Walls, hitting ninth, jumped on the first pitch from Miami right-hander Eury Pérez with the bases loaded and two outs, turning a 2-1 deficit into a 4-2 Rays lead they would not relinquish. The shortstop carries a .387 career batting average with the bases loaded — 40 RBIs in 31 at-bats with a 1.100 OPS in those situations.

“Go tell [Rays manager Kevin] Cash to put me in at cleanup,” Walls said with a smile.

“I’ve been trying to be aggressive early to a certain spot,” Walls said. “I took one right down the middle in my first at-bat, and that kind of gave me the sights of where I needed to have it, especially early in the count. I just wanted to go up there being aggressive, and it was a pitch very identical [to the first at-bat].”

Rays manager Kevin Cash called the hit pivotal. “For Wallsy to find a gap up there and clear the bases, it was massive,” Cash said. “He wants to do well for every opportunity. He knows when he comes up in those situations, it’s huge to get that type of production, whether he’s hitting eighth or ninth.
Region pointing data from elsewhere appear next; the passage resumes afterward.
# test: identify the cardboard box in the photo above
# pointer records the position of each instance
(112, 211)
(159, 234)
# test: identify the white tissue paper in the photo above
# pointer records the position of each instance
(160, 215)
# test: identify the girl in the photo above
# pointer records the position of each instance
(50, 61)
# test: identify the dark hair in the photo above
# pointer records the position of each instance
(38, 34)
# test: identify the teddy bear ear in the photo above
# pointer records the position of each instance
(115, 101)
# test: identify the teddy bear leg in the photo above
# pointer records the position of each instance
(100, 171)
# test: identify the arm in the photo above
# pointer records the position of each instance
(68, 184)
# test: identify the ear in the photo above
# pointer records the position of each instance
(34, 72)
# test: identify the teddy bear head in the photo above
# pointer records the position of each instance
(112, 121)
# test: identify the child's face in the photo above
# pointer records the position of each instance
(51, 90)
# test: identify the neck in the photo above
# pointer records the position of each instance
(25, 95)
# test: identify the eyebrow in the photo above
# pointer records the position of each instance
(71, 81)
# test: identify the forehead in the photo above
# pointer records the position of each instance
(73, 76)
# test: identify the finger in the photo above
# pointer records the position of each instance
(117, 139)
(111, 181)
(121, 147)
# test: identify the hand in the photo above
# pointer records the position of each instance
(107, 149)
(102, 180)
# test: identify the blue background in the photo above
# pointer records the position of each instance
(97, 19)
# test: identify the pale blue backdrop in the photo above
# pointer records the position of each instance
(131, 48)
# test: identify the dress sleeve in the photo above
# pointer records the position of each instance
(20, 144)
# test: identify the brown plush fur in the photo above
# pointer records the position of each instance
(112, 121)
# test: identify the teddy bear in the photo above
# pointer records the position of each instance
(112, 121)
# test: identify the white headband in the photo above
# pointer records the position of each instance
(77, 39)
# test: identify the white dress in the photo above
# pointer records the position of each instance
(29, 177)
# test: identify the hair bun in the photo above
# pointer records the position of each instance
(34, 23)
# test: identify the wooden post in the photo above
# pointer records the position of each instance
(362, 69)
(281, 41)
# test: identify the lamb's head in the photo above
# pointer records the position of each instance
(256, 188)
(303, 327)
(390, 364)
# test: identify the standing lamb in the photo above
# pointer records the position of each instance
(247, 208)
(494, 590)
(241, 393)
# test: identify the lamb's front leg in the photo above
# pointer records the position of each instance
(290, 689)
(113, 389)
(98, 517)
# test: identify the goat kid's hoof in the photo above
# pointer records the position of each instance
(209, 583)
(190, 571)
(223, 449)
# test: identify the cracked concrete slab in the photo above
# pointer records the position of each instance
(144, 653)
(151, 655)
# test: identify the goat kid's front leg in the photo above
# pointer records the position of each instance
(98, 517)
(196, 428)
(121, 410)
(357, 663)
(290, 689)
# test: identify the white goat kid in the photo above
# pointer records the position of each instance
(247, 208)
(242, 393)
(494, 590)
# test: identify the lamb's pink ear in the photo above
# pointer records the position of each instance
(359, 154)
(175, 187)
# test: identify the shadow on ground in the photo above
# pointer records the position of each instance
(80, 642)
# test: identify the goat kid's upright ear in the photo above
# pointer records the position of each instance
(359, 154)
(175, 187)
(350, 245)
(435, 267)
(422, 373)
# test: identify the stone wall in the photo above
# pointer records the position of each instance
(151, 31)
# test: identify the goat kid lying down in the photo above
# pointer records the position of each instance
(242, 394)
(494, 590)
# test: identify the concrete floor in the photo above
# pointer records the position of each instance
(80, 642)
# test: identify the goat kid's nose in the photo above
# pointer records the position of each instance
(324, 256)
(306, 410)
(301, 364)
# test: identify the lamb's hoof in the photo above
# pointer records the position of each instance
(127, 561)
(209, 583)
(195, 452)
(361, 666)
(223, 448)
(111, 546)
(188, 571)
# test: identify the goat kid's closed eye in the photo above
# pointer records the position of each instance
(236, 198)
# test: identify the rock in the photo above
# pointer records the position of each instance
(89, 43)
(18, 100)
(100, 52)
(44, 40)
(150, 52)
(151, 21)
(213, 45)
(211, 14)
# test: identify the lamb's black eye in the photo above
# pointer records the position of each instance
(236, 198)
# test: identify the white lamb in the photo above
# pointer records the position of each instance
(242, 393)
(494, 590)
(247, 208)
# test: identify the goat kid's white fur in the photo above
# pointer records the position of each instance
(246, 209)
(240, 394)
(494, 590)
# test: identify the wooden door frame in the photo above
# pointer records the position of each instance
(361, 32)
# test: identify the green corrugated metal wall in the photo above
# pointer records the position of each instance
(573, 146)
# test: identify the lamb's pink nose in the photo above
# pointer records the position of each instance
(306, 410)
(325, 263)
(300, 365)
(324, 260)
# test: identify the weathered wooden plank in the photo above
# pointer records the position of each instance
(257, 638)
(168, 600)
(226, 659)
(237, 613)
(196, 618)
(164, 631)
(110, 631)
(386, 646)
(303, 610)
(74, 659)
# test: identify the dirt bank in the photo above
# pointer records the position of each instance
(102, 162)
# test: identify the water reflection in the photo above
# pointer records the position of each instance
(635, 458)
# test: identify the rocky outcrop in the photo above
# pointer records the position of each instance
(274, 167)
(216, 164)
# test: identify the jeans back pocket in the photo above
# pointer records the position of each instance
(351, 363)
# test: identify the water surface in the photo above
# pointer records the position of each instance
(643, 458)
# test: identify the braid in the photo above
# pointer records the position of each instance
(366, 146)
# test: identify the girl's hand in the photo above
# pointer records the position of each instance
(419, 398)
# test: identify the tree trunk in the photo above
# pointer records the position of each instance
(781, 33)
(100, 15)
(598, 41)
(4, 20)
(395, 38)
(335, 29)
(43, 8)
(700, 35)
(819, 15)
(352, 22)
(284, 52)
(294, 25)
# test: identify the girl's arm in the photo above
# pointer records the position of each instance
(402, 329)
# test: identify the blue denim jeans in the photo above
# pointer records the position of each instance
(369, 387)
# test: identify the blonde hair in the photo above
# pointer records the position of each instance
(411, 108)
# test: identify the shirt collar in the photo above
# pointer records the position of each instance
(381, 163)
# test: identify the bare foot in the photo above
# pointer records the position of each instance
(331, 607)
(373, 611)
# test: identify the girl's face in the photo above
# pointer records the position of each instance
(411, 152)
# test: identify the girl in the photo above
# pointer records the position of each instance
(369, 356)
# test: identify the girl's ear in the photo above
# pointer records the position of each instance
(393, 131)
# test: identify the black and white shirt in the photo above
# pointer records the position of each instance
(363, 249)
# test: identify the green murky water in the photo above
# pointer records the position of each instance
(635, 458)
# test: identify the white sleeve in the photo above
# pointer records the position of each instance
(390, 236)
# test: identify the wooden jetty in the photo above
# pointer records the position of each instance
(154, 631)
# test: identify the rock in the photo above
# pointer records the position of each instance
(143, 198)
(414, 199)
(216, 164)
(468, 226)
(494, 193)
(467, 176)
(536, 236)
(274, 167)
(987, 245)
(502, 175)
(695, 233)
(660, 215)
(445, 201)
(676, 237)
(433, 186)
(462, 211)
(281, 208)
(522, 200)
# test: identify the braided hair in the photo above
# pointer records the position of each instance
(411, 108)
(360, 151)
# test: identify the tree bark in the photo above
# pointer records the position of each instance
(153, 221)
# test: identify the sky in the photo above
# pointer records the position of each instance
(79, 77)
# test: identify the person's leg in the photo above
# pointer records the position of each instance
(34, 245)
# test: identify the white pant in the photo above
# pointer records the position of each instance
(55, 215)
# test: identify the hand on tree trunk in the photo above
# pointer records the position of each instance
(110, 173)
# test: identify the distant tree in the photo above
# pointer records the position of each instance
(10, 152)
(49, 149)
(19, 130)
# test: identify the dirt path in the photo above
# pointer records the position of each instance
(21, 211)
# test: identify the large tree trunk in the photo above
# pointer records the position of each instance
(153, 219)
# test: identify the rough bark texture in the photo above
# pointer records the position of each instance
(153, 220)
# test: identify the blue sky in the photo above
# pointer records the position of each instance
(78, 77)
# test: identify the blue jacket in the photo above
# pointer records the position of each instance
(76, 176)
He has been having a lot of good at-bats here lately.”

Right-hander Drew Rasmussen (4-1) earned the victory, allowing two runs over 5 1/3 innings. “Taylor’s own awareness [offensively] has been incredible [lately],” Rasmussen said. “We usually talk about how great the defense is, but with what his bat has been doing, it has been a really fun couple of weeks to watch.”
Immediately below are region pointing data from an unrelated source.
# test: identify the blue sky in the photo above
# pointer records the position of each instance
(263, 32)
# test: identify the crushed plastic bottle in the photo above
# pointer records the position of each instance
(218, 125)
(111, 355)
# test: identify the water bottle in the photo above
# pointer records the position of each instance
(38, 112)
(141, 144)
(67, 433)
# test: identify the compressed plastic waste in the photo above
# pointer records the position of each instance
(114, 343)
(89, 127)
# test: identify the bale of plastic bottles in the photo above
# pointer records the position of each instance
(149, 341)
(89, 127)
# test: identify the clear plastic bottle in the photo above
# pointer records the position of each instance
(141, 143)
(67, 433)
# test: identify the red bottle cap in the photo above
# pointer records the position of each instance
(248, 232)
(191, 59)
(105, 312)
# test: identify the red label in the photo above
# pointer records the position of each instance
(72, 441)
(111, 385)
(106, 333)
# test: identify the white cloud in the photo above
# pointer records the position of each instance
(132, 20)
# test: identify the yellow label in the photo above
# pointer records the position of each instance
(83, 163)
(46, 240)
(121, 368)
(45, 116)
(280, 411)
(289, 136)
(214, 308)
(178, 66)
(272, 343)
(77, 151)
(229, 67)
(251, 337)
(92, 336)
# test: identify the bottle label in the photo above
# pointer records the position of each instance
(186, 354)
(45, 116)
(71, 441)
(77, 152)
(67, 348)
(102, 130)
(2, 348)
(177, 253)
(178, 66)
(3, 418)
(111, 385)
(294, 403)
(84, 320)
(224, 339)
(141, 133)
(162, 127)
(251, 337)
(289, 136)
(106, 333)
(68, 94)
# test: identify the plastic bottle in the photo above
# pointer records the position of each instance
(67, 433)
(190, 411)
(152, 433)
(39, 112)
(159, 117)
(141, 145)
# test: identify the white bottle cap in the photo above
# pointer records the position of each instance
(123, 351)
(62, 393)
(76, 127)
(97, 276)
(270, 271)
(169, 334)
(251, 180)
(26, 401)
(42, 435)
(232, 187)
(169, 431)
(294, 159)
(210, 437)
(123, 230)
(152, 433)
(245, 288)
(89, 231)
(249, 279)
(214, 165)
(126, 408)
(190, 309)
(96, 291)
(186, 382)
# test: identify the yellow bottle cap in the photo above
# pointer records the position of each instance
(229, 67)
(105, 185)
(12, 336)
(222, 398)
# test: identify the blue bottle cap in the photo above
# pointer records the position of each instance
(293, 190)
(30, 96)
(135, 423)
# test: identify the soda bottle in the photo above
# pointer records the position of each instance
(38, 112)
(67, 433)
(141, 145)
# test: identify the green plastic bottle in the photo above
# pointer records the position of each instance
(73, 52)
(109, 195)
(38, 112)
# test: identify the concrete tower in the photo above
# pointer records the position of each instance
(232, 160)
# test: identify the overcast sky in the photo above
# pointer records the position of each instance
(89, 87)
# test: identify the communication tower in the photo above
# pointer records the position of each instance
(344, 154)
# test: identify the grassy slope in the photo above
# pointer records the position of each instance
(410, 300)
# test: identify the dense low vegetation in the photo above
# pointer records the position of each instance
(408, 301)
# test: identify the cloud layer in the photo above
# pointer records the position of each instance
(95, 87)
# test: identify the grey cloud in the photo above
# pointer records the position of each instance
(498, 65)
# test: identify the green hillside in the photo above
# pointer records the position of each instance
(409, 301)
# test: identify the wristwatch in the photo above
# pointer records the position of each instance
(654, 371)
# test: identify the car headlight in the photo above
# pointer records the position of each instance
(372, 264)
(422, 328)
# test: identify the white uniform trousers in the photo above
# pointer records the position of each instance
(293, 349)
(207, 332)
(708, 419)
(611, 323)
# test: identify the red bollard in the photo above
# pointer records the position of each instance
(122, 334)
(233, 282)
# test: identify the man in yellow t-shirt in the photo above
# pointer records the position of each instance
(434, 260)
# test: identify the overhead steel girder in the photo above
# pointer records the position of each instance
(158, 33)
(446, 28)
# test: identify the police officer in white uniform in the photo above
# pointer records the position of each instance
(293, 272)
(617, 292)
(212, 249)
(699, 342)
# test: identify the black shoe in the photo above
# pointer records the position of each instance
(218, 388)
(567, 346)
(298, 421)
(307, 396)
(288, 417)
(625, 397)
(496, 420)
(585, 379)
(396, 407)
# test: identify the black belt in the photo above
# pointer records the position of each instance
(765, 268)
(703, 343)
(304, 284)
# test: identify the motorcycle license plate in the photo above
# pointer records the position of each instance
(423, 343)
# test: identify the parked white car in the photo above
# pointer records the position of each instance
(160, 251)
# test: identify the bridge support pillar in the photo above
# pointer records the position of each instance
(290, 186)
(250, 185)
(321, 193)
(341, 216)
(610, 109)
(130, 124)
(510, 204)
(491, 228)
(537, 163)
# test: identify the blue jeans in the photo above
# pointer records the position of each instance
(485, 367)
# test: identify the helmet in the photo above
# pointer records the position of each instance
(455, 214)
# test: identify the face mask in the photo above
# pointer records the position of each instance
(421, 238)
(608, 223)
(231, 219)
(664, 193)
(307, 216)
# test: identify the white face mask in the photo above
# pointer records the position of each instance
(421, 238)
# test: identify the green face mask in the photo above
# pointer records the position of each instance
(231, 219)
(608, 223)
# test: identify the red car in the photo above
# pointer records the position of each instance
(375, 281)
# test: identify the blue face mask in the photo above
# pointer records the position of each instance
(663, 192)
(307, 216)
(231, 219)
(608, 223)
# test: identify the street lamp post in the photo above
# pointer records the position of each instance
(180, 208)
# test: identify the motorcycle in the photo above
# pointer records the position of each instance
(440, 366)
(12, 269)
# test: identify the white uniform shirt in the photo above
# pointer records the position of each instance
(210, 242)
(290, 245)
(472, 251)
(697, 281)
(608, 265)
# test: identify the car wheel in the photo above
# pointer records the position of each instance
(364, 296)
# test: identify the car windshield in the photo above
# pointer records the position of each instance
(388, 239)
Tampa Bay, now 16-5 at home this season, got solo home runs from Junior Caminero — a Statcast-projected 372-foot shot to left in the first inning — and Yandy Díaz, who launched a 426-foot blast to center. Caminero also drew a two-out bases-loaded walk off reliever Tyler Phillips in the sixth, pushing the lead to 6-2.

Miami applied pressure with 11 hits and five stolen bases but went just 3-for-11 with runners in scoring position. The Rays turned two double plays with runners aboard, and left-handed reliever Ian Seymour snuffed an eighth-inning rally by getting pinch-hitter Heriberto Hernández — who had hit a Statcast-projected 439-foot pinch-hit homer the previous game — on a bases-loaded liner to Walls at shortstop.
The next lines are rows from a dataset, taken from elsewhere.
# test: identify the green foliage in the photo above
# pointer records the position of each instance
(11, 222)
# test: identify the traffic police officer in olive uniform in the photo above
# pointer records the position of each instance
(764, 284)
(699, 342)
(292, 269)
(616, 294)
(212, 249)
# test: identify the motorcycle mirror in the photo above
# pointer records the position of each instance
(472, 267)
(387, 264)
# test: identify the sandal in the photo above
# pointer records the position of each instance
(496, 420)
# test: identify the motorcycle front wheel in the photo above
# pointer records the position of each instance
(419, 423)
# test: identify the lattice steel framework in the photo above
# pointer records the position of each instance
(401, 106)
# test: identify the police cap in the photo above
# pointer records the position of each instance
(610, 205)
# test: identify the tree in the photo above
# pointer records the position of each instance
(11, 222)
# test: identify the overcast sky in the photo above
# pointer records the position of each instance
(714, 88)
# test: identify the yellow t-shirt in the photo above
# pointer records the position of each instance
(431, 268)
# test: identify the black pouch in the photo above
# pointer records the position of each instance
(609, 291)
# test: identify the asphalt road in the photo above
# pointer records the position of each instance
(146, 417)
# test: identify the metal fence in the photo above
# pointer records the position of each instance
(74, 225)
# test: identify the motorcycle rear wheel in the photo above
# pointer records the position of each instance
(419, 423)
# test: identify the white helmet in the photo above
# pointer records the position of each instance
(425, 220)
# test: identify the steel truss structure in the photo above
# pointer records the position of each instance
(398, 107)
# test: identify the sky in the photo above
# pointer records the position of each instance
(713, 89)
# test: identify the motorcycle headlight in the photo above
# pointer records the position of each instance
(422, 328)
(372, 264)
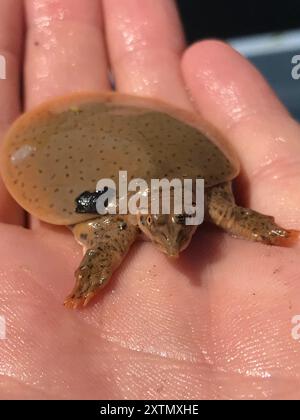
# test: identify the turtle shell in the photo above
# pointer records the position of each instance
(57, 151)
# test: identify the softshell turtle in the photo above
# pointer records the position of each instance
(57, 152)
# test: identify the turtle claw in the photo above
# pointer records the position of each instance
(291, 239)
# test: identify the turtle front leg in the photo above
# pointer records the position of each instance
(106, 241)
(244, 223)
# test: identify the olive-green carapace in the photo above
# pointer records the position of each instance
(61, 149)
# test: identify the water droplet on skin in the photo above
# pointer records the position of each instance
(22, 153)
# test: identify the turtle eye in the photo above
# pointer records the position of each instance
(149, 220)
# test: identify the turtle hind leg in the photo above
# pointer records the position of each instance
(245, 223)
(106, 241)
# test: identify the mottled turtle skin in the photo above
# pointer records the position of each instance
(53, 154)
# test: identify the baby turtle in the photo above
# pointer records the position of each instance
(54, 155)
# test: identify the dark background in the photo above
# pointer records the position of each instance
(231, 19)
(227, 19)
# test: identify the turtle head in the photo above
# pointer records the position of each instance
(168, 232)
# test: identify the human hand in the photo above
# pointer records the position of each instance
(215, 324)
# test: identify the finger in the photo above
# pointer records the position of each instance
(145, 42)
(65, 49)
(229, 92)
(11, 30)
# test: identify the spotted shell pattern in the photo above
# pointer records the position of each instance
(64, 147)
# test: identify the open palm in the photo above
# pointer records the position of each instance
(215, 324)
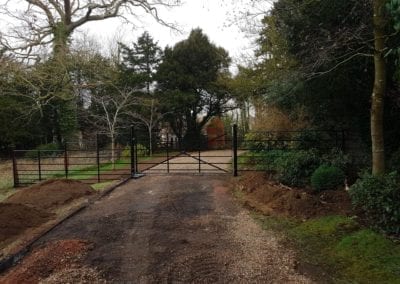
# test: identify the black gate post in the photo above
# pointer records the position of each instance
(98, 157)
(168, 152)
(65, 160)
(15, 169)
(132, 146)
(39, 167)
(199, 156)
(344, 141)
(234, 149)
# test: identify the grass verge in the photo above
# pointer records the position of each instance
(339, 246)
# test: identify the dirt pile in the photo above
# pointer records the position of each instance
(16, 218)
(270, 197)
(57, 258)
(50, 194)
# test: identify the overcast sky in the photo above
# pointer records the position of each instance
(221, 20)
(217, 18)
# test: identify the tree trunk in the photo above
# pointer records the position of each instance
(379, 89)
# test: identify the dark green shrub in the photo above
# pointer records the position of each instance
(327, 177)
(142, 151)
(46, 151)
(337, 158)
(379, 199)
(394, 161)
(306, 140)
(296, 167)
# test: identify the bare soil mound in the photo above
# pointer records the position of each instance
(270, 197)
(50, 194)
(45, 261)
(16, 218)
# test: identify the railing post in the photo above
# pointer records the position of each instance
(199, 157)
(39, 166)
(66, 160)
(132, 152)
(15, 169)
(343, 141)
(234, 150)
(168, 152)
(136, 155)
(98, 157)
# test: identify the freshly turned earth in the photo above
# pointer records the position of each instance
(166, 229)
(16, 218)
(270, 197)
(51, 194)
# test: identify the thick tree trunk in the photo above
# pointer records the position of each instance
(378, 93)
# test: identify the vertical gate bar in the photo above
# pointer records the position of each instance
(136, 155)
(15, 169)
(167, 153)
(234, 149)
(66, 160)
(199, 158)
(39, 166)
(132, 151)
(98, 157)
(343, 141)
“Kind of a full-circle moment,” Seymour said of facing Hernández, a former Minor League teammate in the Rays’ system. “The goal is to win every series, and if you do that, you’re going to be in a great position to play meaningful baseball. It just seems like every day, we have each other’s backs. That gives you the freedom to go out there and be your best.”

Cash praised the club’s overall execution. “Those [double plays] were highlight-worthy,” Cash said. “I feel like we’re representing ourselves very, very well. We’re doing the little things right. The combination of the three guys kind of sitting in the middle [Caminero, Díaz, Jonathan Aranda], then all the traffic created around them allows us to score some runs. We’re a good team.”

Walls, for his part, credited a simple approach. “I feel like a lot of times, it’s easy to try to do too much or overdo things in those situations,” Walls said. “Most of the time, I’m trying to do less. I’m just trying to focus on … being aggressive to a pitch in a certain location, and that’s really it.”

The Rays continue their homestand with a new series beginning at Tropicana Field later this week.